Leeman rightly notes that the government may not single out churches in its regulations, but that is manifestly what they have done in many states. It has not been an even-handed blanket ban at all. Costco and Walmart and the Building Supply and the liquor store have all been crowded with people in my area. True, they do have those creepy dystopian announcements going over the intercom every few minutes reminding me to stay at least 6 feet away from everyone in the store, but I refuse to say “Amen” at the end of those prayers. Now I don’t think most politicians are intentionally targeting churches or religious gatherings, but I do think that their general postures have been singularly arrogant and discriminatory. If Pizza Hut can deliver a pizza to someone’s door, then pastors should be allowed to perform pastoral care. If big box stores can be trusted to implement common sense precautions, so should small businesses. And if you can have a couple hundred people in Costco, then churches should be wide open.
Conclusion: A Bad Witness
Finally, Leeman believes that Christian churches submitting to the civil government is a “good witness.” I would have granted that point at the beginning of this disaster. When no one knew exactly how bad COVID-19 was, I do think it was a good witness to be willing to take precautions and submit gladly to those entrusted to protect our lives. But at this point, (and leaving room for exceptional situations), going along further with this insanity is just a witness to the general fecklessness of the modern church.
My question for Leeman is: What about all the small businesses that are being crushed – the working class, who go from paycheck to paycheck? What about the elderly and shut-ins and alcoholics that are suffering under these measures and being tempted to despair or revert to addictions? What about the spiking suicide rates? What about the soaring domestic violence rates? What about our witness to those people? Many evangelical theologians are relatively insulated by upper-middle class suburban contexts – folks with government jobs or the ability to work remotely at home or several months of salary in savings. But I would argue that unless you’re in a neighborhood that has been completely ravaged by the disease, continued church closures at this point, given all that we now know, is a terrible witness. At this point, continued acquiescence to government orders runs the risk of presenting a testimony of fear and virtue signaling.

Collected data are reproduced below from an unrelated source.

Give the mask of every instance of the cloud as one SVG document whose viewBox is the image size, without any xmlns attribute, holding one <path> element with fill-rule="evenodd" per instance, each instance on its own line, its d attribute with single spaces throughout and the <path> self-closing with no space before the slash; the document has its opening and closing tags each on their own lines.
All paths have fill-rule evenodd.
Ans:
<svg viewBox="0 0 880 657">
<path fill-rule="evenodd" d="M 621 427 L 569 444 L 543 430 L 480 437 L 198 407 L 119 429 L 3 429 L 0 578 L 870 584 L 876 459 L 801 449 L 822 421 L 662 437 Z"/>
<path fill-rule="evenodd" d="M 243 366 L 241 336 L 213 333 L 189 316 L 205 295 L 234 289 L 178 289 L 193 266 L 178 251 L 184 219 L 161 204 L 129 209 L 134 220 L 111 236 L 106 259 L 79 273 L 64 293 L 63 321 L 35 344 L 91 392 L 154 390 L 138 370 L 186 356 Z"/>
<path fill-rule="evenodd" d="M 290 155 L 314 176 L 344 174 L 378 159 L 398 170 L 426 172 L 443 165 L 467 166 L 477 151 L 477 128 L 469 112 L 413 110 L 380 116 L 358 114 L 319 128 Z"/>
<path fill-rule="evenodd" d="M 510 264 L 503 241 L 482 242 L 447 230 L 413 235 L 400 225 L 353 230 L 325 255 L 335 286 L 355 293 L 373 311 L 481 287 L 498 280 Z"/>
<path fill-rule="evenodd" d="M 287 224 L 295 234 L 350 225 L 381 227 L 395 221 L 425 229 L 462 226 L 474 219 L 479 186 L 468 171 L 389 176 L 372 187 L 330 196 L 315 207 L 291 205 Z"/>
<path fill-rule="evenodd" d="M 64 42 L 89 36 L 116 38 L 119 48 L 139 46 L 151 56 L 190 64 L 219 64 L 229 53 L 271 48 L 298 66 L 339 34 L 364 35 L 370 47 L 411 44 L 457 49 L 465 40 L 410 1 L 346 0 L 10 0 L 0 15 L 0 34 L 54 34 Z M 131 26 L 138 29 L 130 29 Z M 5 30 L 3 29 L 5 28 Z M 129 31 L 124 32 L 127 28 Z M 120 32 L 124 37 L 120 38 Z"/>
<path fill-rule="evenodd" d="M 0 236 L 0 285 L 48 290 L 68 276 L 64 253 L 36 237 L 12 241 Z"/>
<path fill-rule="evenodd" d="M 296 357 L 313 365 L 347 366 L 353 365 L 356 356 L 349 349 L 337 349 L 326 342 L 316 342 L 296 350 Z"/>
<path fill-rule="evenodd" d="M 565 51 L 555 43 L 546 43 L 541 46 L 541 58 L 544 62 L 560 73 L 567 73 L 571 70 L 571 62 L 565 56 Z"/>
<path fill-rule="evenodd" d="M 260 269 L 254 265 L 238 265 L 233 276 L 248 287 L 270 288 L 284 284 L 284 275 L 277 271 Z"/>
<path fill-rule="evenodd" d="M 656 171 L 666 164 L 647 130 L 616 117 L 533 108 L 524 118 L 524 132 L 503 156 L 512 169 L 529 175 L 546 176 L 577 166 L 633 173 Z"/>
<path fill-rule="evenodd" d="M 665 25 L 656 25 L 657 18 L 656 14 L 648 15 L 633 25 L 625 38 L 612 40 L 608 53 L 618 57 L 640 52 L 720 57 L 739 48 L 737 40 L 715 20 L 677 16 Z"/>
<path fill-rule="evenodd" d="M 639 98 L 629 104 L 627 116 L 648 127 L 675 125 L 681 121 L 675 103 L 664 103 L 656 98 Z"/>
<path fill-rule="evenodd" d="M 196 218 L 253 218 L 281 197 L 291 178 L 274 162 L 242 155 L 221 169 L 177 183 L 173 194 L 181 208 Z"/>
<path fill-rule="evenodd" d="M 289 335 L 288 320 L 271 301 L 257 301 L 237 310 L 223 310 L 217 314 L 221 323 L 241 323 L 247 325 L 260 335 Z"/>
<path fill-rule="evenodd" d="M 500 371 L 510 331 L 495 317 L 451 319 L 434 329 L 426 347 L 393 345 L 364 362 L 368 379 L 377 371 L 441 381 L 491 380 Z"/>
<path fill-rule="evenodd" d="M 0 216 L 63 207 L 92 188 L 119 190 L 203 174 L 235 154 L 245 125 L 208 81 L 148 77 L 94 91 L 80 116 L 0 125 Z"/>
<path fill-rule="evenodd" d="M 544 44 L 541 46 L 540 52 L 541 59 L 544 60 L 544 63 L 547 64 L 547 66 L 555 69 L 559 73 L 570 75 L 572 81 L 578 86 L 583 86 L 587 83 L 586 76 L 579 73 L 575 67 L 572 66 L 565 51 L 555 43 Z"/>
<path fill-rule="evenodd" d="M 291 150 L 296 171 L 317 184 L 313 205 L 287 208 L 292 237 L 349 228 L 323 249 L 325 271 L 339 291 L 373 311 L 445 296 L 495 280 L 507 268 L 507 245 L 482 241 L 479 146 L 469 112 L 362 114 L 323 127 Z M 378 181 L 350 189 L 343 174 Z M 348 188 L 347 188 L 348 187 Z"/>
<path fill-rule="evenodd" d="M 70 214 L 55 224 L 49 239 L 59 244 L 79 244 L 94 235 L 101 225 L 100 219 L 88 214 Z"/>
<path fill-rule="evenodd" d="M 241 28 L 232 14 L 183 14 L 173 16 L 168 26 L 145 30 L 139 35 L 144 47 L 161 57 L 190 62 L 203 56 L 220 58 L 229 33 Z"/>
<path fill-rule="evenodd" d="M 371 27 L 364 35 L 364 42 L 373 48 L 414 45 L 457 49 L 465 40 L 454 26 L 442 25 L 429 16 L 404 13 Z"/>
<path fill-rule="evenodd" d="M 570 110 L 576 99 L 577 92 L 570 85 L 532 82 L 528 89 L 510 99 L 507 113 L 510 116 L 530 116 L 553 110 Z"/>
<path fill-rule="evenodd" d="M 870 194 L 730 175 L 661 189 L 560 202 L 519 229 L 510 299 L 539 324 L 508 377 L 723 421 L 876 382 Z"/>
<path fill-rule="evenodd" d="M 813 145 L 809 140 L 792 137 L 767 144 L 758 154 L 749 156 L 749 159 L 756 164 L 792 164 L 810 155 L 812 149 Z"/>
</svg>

The continuation of these regulations is quickly becoming nothing short of pharisaical purity laws which always land hardest on the weak and the poor. My neighbors are suffering, but at least I’m wearing this silly mask. Jesus said it was completely evil to allow man-made regulations to get in the way of obeying the commands of God, things like honoring our elderly parents and grandparents, providing for our families, and caring for the poor and needy in our midst. And the Church needs to lead by disregarding foolhardy and unconstitutional mandates that disproportionately land on the most vulnerable and cause us to disobey God’s clear word.